Overview
Overview
mobiuslabsgmbh/DeepSeek-R1-ReDistill-Llama3-8B-v1.1 is an enhanced, re-distilled version of the original DeepSeek-R1-Distill-Llama3-8B model. This 8-billion parameter model focuses on improving general performance and reasoning capabilities through a re-distillation process.
Key Performance Improvements
This model shows significant gains over its predecessor across several key benchmarks:
- MMLU (5-shot): Improved from 56.87 to 58.78.
- TruthfulQA-MC2: Increased from 50.53 to 51.94.
- Winogrande (5-shot): Rose from 68.11 to 70.25.
- GSM8K (5-shot): A substantial jump from 61.79 to 75.66, indicating stronger mathematical reasoning.
- GPQA (0-shot): Improved from 29 to 33.98.

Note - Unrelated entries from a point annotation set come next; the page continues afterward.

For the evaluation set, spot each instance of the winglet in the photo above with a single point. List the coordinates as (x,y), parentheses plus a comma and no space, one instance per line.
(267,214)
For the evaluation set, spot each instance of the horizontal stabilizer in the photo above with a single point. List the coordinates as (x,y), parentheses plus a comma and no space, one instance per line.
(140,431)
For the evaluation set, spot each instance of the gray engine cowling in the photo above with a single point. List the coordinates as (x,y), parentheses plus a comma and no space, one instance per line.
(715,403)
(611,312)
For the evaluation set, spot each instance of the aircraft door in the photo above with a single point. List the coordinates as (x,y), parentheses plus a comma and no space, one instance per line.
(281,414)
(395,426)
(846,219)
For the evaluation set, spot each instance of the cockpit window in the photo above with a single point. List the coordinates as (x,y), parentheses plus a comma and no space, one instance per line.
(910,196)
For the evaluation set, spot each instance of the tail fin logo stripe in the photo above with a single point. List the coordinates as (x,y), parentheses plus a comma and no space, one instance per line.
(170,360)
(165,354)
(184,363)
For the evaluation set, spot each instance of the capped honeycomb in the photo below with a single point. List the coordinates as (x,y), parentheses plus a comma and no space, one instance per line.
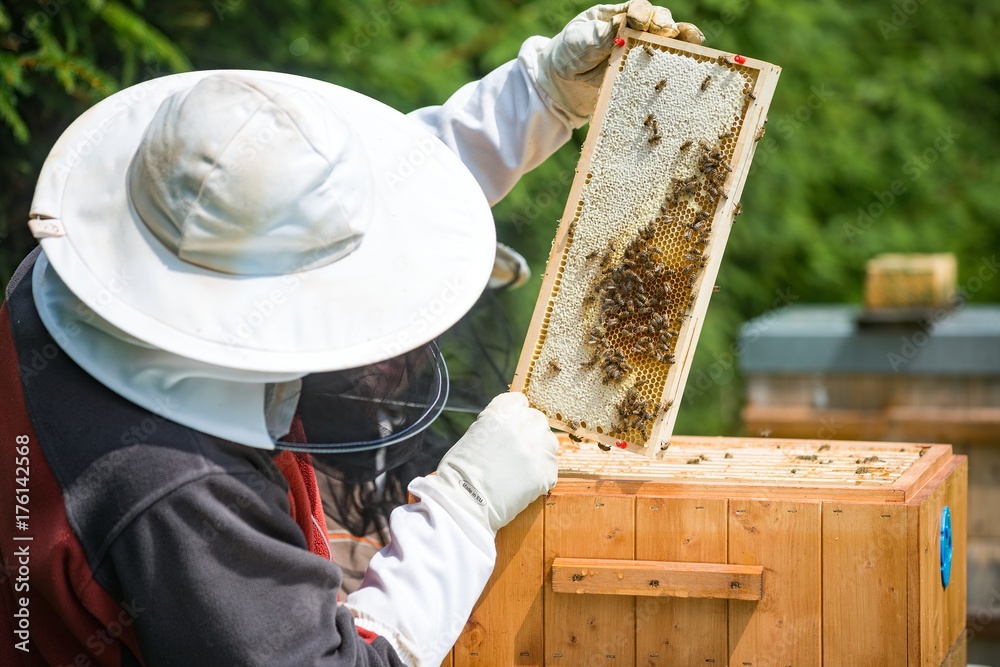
(639,246)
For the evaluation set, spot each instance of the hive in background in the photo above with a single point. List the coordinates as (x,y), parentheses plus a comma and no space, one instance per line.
(639,246)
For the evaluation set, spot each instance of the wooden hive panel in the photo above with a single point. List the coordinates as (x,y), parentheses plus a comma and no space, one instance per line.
(640,570)
(639,246)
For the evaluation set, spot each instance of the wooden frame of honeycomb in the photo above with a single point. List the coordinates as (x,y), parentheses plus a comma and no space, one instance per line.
(638,249)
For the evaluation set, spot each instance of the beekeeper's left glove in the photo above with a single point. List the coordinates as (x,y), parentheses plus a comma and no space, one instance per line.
(571,66)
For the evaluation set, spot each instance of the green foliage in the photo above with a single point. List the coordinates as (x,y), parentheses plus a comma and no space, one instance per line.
(872,94)
(57,58)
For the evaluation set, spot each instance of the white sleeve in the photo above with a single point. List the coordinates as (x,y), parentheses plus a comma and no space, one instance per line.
(503,125)
(419,590)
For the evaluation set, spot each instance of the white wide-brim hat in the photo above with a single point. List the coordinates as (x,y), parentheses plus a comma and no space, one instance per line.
(404,237)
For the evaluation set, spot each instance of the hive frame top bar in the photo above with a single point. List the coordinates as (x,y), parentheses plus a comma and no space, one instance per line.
(765,77)
(909,467)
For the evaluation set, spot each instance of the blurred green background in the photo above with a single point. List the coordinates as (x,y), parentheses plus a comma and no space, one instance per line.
(871,94)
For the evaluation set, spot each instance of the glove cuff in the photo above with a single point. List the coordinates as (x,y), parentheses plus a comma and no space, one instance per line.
(406,651)
(561,97)
(461,503)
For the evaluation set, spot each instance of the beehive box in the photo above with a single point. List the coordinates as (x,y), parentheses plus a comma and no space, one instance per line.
(639,245)
(894,281)
(732,552)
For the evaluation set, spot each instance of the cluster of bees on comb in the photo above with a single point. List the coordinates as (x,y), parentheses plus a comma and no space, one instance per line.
(640,299)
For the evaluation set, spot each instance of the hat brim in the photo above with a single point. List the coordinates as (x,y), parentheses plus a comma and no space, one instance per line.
(422,264)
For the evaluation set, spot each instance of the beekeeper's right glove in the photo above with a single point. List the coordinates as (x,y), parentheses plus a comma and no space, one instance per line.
(420,589)
(505,460)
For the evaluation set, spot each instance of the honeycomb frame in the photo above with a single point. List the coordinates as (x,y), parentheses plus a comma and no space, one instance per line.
(617,365)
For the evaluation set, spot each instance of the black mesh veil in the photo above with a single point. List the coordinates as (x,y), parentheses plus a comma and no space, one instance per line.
(419,421)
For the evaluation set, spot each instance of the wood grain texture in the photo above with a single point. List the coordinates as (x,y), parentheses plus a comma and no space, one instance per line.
(588,629)
(784,627)
(651,578)
(681,632)
(765,77)
(957,656)
(864,584)
(505,627)
(936,615)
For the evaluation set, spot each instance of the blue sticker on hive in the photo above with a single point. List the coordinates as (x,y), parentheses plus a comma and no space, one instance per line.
(946,546)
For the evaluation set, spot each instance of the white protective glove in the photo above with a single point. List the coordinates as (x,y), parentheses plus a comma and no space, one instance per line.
(419,590)
(504,461)
(571,66)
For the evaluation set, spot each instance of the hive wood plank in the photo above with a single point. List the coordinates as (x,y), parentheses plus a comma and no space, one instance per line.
(607,576)
(681,632)
(784,627)
(588,629)
(864,584)
(505,627)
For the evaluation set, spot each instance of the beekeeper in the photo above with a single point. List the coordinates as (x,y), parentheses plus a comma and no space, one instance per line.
(241,276)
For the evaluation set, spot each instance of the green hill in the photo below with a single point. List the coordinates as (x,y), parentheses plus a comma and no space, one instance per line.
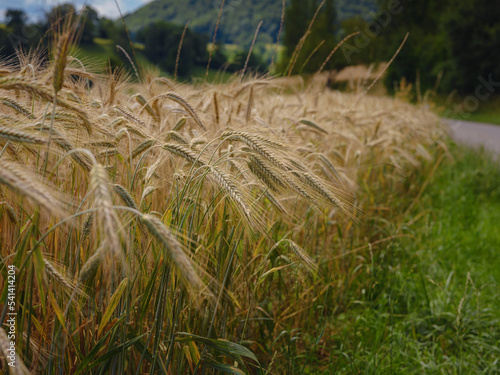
(239,20)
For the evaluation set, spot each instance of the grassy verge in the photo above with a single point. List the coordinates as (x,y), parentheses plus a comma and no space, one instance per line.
(431,305)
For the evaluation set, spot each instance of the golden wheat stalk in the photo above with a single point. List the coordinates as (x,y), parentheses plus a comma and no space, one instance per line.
(19,367)
(106,215)
(16,106)
(163,235)
(19,136)
(29,186)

- BBH (3-shot): Enhanced from 41.57 to 49.59.
Usage and Optimization
The model can be easily integrated using the Hugging Face transformers library. It also supports optimization with the HQQ library for faster inference, potentially running up to 3.5x quicker with quantization techniques like torchao_int4.
Good For
- Applications requiring improved general reasoning and knowledge understanding.
- Tasks benefiting from enhanced mathematical problem-solving, as evidenced by its strong GSM8K score.
- Developers looking for an 8B parameter model with competitive benchmark performance and optimization options for faster inference.